Das Sowjetsystem ist folgerichtige Fortentwicklung des demokratischen Prinzips, das im bürgerlichen Parlamentarismus um Durchsetzung ringt und sich in ihm zum Ziel verwirklicht. Aber auch hier erweist sich, dass Quantität in Qualität umschlägt. Das Mehr an Demokratie, das das Sowjetsystem über den bürgerlichen Parlamentarismus hinaus enthält, führt zum Bruch mit dem Parlamentarismus, schafft ein Neues, ein Anderes. Im wesentlichen stellt sich der bürgerliche Parlamentarismus dar als eine stufenweise, allmähliche Abbröckelung und Einschränkung absoluter Fürstenmacht und der Macht der herrschenden, bevorrechteten Stände der Feudalgesellschaft, und das im Interesse der besitzenden bürgerlichen Klassen. Er nimmt Macht von oben, um sie in kleinen Dosen, kaffee- oder suppenlöffelweise recht langsam und vorsichtig nach unten auszuteilen. Je weiter entfernt von der Spitze der sozialen Pyramide, je mehr Teil ihrer breiten, tragenden Grundlage, um so winziger werden die Tröpfchen wirklicher politischer Macht, die von oben nach unten gelangen, was immer auch das formale politische Recht besagt. Die breitesten Massen wirken an der Gestaltung des politischen Lebens nicht unmittelbar entscheidend mit. Sie sind politische Lastenträger, je nachdem auch „Nutznießer“, sind Dienende, nicht Herren und Schöpfer. Dieser Stand der Dinge kommt in den Tagen des kapitalistischen Imperialismus in der Ohnmacht, dem Scheinleben der Parlamente klar zum Ausdruck. In der Republik der ungekrönten Dollarfürsten wie in den Reichen halbabsolutistischer Monarchen und fest im Sattel sitzender Junker tragen sie die Züge der Greisenhaftigkeit.

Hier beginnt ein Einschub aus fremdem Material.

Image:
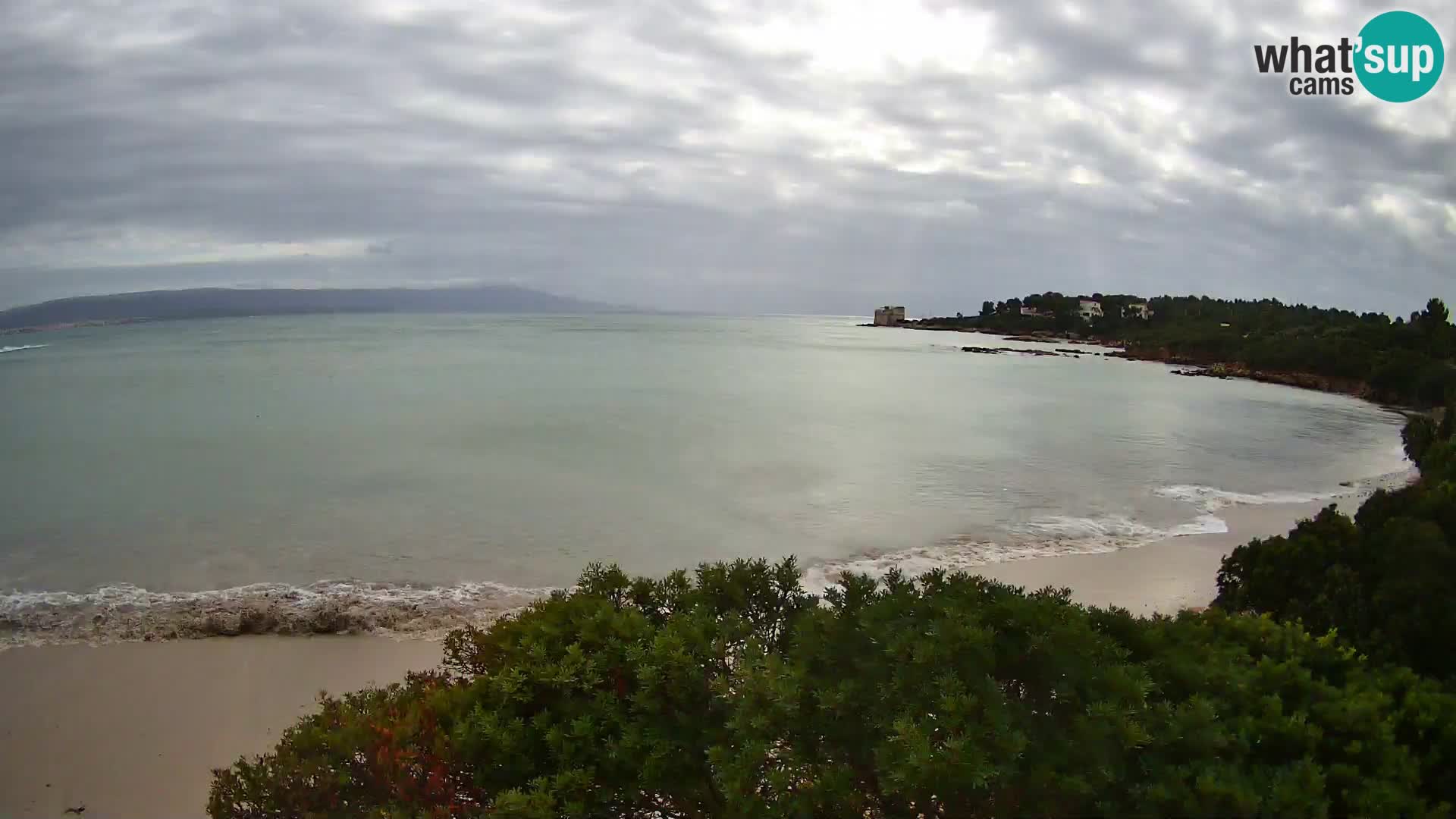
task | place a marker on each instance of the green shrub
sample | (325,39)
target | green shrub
(733,692)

Das Sowjetsystem lässt dagegen Macht von unten nach oben aufsteigen. An der Spitze des Systems ist nur die Macht, die unten gewollt wird, eine Macht, die in kurzen Zwischenräumen gegeben und genommen werden kann. Das Sowjetsystem ist elastisch und fest genug, um eine so gewaltige Macht wie die zum Willen kristallisierten Bedürfnisse, Wünsche, Stimmungen eines vielmillionenköpfigen Volks aufzunehmen und auswirken zu lassen, das entschlossen ist, seines Schicksals Schmied zu sein. Es mag im Einzelnen verbesserungsfähig und verbesserungsbedürftig sein, das wird die Praxis lehren, die Mutter von Vervollkommnung und Weiterentwicklung. Allein, das System selbst trägt die wichtigsten Vorbedingungen zur Korrektur von „Schönheitsfehlern“ und Vervollkommnung in sich, denn es sichert die lebendige, aktive Mitwirkung der Volksmassen.

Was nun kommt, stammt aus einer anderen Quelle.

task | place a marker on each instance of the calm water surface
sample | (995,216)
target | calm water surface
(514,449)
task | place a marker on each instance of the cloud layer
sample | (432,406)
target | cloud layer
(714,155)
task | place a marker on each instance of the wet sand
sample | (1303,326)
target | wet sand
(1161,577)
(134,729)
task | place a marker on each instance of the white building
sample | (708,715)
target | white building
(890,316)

Die Bolschewiki übernahmen ohne Ruhmredigkeit mit fest zusammengebissenen Zähnen die ebenso fruchtbare als furchtbare Aufgabe, dem russischen Volk in der gewaltigsten Revolution, die die Geschichte kennt, führend voranzugehen. Sie erweisen sich damit als die einzigen großzügigen sozialistischen Realpolitiker unserer Zeit. Sie haben als solche begriffen, dass man nicht neuen Wein in alte Schläuche füllen soll. Sie verzichteten mit Recht auf das Experiment, den neuen, gärenden, brausenden Wein der proletarisch-bäuerlichen Revolution in die alten, muffigen, schwachen Schläuche des bürgerlichen Parlamentarismus zu füllen. Sie haben die Konsequenzen der Erkenntnis gezogen, die Marx in dem Wettern und Flammen der Kommune von 1871 aufgegangen war. Nämlich, dass es bei einer proletarischen Revolution nicht genüge, die fertige Staatsmaschinerie in Besitz zu nehmen und sie nun statt für den Vorteil der besitzenden Klassen für die Zwecke des Proletariats funktionieren zu lassen. Sie haben in dem Sowjetsystem, dessen Ursprung auf die Revolution von 1905 zurückgeht, die politische Form geschaffen, in der sich die wirtschaftliche Befreiung der besitzlosen Masse vollziehen kann. Unter dieser Form wird auch die volle politische Gleichberechtigung des gesamten weiblichen Geschlechts Wahrheit und Tat, kann sich die wirtschaftliche und soziale Befreiung des gesamten weiblichen Geschlechts vollziehen. Denn das soziale Geschick des weiblichen Geschlechts in seiner Gesamtheit bleibt an die gesellschaftliche Stellung der Arbeit, bleibt an das Los der arbeitenden Massen gebunden.